The giant ball of yarn bounced around the corner of the house and across the close-clipped grass of the lawn, bounding from side to side with the slight drifting wobble of .61 gravities, trailing floppy ends. A peacock fled shrieking from the toy and the shouting mob of youngsters that followed it; the bird's head was parallel to the ground and its feet pumped madly. Chuut-Riit sighed, finished the ice cream and began licking his muzzle and fingers clean. Alpha Centauri was setting, casting bronze shadows over the creeper-grown stone around him, and it was time to go.

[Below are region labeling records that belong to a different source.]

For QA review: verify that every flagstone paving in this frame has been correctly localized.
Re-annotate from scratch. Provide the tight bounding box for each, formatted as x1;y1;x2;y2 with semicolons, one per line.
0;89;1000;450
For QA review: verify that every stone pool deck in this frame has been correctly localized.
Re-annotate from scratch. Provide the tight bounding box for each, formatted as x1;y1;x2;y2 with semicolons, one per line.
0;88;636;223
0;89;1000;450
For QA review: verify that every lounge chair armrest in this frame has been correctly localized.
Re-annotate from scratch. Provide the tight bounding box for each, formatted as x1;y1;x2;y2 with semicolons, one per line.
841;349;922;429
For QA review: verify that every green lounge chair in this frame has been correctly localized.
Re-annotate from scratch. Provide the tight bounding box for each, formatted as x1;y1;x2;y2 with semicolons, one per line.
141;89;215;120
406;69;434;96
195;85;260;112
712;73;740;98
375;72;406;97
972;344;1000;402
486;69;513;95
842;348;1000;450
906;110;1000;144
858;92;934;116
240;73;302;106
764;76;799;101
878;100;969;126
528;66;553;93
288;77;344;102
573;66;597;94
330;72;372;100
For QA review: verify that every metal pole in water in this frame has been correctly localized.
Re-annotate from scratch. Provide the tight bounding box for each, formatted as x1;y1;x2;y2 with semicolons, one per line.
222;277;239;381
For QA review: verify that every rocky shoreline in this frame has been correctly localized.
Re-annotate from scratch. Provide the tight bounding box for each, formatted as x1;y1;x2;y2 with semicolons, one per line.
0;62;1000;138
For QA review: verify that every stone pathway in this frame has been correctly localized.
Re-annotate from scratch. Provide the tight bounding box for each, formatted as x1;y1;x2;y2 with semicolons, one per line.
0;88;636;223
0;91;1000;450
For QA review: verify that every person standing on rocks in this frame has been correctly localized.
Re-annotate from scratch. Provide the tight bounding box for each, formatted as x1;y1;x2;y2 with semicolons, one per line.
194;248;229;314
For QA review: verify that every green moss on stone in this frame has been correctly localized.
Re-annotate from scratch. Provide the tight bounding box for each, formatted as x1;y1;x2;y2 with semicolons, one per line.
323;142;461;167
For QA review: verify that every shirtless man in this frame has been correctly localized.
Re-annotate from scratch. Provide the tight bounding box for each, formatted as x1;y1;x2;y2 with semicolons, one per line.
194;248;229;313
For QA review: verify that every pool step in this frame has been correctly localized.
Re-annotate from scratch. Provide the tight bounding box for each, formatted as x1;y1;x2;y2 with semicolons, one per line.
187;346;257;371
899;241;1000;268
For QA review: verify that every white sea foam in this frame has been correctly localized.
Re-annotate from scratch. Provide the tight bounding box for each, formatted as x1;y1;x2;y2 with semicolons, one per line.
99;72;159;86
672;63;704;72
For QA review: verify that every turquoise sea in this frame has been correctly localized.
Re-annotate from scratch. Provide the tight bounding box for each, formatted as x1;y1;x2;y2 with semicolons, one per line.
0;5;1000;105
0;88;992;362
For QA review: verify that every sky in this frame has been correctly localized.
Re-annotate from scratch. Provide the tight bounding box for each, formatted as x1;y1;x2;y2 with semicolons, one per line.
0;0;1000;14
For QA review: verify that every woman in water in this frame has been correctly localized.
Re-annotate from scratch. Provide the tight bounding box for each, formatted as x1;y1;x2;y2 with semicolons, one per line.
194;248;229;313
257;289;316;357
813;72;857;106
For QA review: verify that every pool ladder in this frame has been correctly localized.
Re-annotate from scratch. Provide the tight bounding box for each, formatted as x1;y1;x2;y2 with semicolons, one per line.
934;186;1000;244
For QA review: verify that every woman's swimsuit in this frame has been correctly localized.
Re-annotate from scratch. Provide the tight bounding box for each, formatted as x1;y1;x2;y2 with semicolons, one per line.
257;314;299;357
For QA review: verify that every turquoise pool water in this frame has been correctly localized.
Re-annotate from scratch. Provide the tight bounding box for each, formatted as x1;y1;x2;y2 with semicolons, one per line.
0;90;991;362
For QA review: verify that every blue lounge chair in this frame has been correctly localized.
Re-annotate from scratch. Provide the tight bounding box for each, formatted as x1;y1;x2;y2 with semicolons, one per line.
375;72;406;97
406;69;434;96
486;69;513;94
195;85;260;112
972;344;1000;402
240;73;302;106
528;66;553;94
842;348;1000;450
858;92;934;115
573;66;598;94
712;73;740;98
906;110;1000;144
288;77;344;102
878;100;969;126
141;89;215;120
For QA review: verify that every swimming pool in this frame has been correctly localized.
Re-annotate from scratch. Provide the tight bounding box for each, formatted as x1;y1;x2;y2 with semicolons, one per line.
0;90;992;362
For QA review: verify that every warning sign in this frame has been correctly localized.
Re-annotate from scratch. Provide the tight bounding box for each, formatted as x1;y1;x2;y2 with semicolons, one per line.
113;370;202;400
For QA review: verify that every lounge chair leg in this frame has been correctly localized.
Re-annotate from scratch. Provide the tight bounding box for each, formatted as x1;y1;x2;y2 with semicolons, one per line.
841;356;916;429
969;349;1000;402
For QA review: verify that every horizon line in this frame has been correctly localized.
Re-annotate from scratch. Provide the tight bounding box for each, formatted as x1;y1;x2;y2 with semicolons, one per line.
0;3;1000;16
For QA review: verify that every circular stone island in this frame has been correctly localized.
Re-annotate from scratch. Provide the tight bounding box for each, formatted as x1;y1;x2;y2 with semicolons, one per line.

“Like this!” the young kzin leading the pack screamed, and leaped in a soaring arch that landed spreadeagled on the soft fuzzy surface of the ball. He was a youngster of five, all head and hands and feet, the fur of his pelt an electric orange with fading black spots, the infant mottling that a very few kzin kept into early youth. Several of the human youngsters made a valiant attempt to follow, but only one landed and clutched the strands, screaming delightedly. The others fell, one skinning a knee and bawling.

Chuut-Riit rose smoothly to his feet and bounced forward, scooping the crying infant up and stopping the ball with his other hand.

“You should be more careful, my son,” he said to the Kzin child in the Hero's tongue. To the human: “Are you injured?”